The state has launched a new “one-stop” mobile app, called Crush COVID RI, meant to help the state step up its fight against the virus – and while thousands of Rhode Islanders are said to have downloaded the app in the first 24 hours after its release, others have raised concerns over privacy.
The Crush COVID RI app, which is available for download through the Apple App Store and on Google Play, was unveiled during Gov. Gina Raimondo’s Tuesday briefing after weeks of development.
During her Wednesday briefing, the governor said approximately 10,000 Rhode Islanders had downloaded Crush COVID RI since her announcement.
“It’s going to be a tool that really helps Rhode Island … We are the first state, or one of the first few states in the country, to roll out a one-stop app of this kind,” Raimondo said.
The app, which is available in English and Spanish, was developed by the Rhode Island Department of Health in consultation with the company Infosys.
Raimondo said it is meant to meet a range of needs, including directing people to resources for food delivery or alternative housing arrangements during self-quarantine.
The most central aspects of the app, however, are focused on data collection and contact tracing.
The app allows users to take a brief, daily survey regarding any symptoms they might be experiencing, which the governor said will help health officials “know about outbreaks before they happen.” The data from that survey will be aggregated by ZIP code for use by state officials, the governor said.
The app allows people to locate and schedule available testing, and it also asks uses to enable location tacking for a “location diary” that can be used in the contact tracing process. That feature, she said, will identify locations a person has been for more than 10 minutes each day, and the data will be stored on the person’s phone for 20 days.
Raimondo on Tuesday said all of the app’s data collection features, including the symptom survey and the “location diary,” will be entirely voluntary. She also said the data will not be shared – “never to a company, never to another department or agency.”
“This is completely your choice. No one is ever going to make you download this app … No one is ever going to make you share the data,” she said. “I, however, am asking you to do this.”
She added, regarding the state’s hope for participation: “We want 90-plus percent, but anything is useful … Any amount is helpful.”
The governor also said the app is “not a real-time tracking tool” and will not be used for quarantine compliance monitoring.
Concerns quickly emerged, however, regarding some aspects of the app how it would collect and share data.
In a statement, ACLU of Rhode Island Executive Director Steven Brown lauded the voluntarily nature of many of the app’s features but raised a number of questions.

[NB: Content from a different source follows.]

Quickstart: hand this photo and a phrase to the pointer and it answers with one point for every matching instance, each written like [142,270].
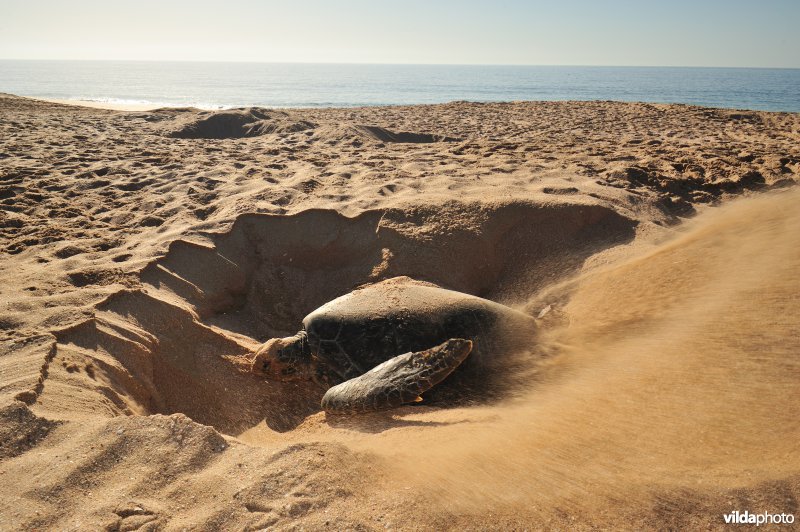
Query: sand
[145,254]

“As the Governor has acknowledged and most people recognize, potentially substantial privacy issues are raised by the government’s use of any technological location tracking program. That is certainly true in this case with the state’s efforts to control spread of Covid-19,” the statement reads. ““We therefore greatly appreciate the fact that the Governor and her staff have understood that voluntary participation is a crucial aspect of any such program, and that steps have been taken in developing the app to help ensure that any sharing of a user’s private information is done only on an opt-in basis.”

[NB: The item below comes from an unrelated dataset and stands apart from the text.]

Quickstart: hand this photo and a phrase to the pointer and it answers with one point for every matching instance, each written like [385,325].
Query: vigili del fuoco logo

It continues: “At the same time, a handful of significant questions remain about the program’s operation and its true voluntariness in practice. We consider it important for those questions to be answered in order to definitively assuage concerns about the potential ‘Big Brother’ aspects of electronic contract tracing.”
Brown’s statement points to “very constructive and important privacy-protective features” in the initial iteration of the app, including the opt-in nature of the location tracking function and local storage of the data it collects.
The statement goes on, however, to seek “clarification” on a number of fronts, including whether workers and customers are protected from a business requiring the app’s use as a condition of employment or entry; whether the data shared with the Department of Health might ultimately be shared with law enforcement; and whether users will be adequately informed of any terms of service changes when future updates are released.
“We recognize the urgency of stemming the pandemic, and are not opposed to technological tools that may offer public health benefits … However, deployed incorrectly, the app has the potential to interfere with public health efforts, undermine trust, and violate individuals’ rights,” Brown said in the statement.
He concludes: “Finally, we also support the state’s recognition that use of an app like this can only be part of the public health response to the pandemic, especially since some people will not have phones that can run the app or may have legitimate concerns about installing it, and those communities cannot be left out.”